We Live by the Work of Our Hands
Work has always been greatly esteemed in the Cistercian tradition, since it gives the monks the opportunity to follow in Christ’ footsteps and share in His Divine work of creation and restoration. This sometimes hard and redeeming work provides for our own livelihood and for our care of the poor. Here at Saint Joseph’s Abbey we have three major industries in which most all of the monks participate.
In the autumn of 1954 the monks who worked in the Abbey herb garden decided to make a batch of mint jelly. The mint had been abundant that year, and they wanted to put it to good use. Their homemade jelly was sent down the hill to be sold at the Porter’s Lodge. The response was enthusiastic. Soon the brothers experimented with other varieties of fruit and wine jellies, jams and preserves. And there were great hopes that jelly-making might prove to be a successful and compatible monastic industry.

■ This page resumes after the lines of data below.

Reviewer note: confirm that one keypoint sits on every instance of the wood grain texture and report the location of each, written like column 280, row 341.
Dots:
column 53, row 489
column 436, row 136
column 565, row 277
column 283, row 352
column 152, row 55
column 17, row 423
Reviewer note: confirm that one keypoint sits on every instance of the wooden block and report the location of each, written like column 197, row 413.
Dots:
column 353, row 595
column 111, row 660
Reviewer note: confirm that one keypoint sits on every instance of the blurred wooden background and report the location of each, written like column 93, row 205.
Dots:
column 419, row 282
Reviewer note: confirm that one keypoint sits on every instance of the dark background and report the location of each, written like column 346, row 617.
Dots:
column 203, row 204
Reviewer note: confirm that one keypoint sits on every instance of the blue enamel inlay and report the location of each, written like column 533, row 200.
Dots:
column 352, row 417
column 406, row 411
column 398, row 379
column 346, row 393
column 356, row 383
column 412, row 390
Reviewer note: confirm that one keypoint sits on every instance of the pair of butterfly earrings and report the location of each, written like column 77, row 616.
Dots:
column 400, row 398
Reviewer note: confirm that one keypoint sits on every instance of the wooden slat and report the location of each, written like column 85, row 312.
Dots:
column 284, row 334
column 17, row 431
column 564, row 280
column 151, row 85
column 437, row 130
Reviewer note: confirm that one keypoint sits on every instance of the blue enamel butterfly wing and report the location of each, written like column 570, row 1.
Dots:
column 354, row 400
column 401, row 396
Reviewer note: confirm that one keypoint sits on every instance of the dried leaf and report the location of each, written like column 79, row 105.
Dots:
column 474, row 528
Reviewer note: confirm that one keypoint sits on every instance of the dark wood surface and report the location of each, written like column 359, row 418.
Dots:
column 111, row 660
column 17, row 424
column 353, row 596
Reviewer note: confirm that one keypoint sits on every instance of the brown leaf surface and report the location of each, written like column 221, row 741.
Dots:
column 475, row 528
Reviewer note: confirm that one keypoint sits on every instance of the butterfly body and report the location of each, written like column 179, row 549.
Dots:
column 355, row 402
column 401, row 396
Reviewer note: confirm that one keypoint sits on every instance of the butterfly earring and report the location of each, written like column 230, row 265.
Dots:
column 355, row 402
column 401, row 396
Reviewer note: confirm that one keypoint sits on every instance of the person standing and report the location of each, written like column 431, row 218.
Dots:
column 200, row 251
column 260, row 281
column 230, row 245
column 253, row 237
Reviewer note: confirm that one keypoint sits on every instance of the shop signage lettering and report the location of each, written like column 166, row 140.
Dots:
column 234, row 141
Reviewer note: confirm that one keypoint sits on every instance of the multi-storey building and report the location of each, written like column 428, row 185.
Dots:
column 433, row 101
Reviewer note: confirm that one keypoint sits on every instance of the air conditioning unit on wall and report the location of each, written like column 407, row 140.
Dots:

The Founders of the Cistercian Order are said to have described themselves as pulchritudinis studium habentes – those intent on Beauty, the Beauty of holiness, the Beauty of God. For over fifty years The Holy Rood Guild has been creating vesture of beauty and distinction to fittingly express the reverence, love and devotion which the Church brings to her celebration of the Sacred Liturgy.
Trappist communities observe the counsel of the Rule of St. Benedict, a 6th century guide for monastic life, that stresses the importance of ora et labora or “pray and work.” Monks are encouraged to be self-supportive and offer charitable assistance to others by producing and selling goods to the public. We believe that our brewery project will be a successful and compatible monastic industry.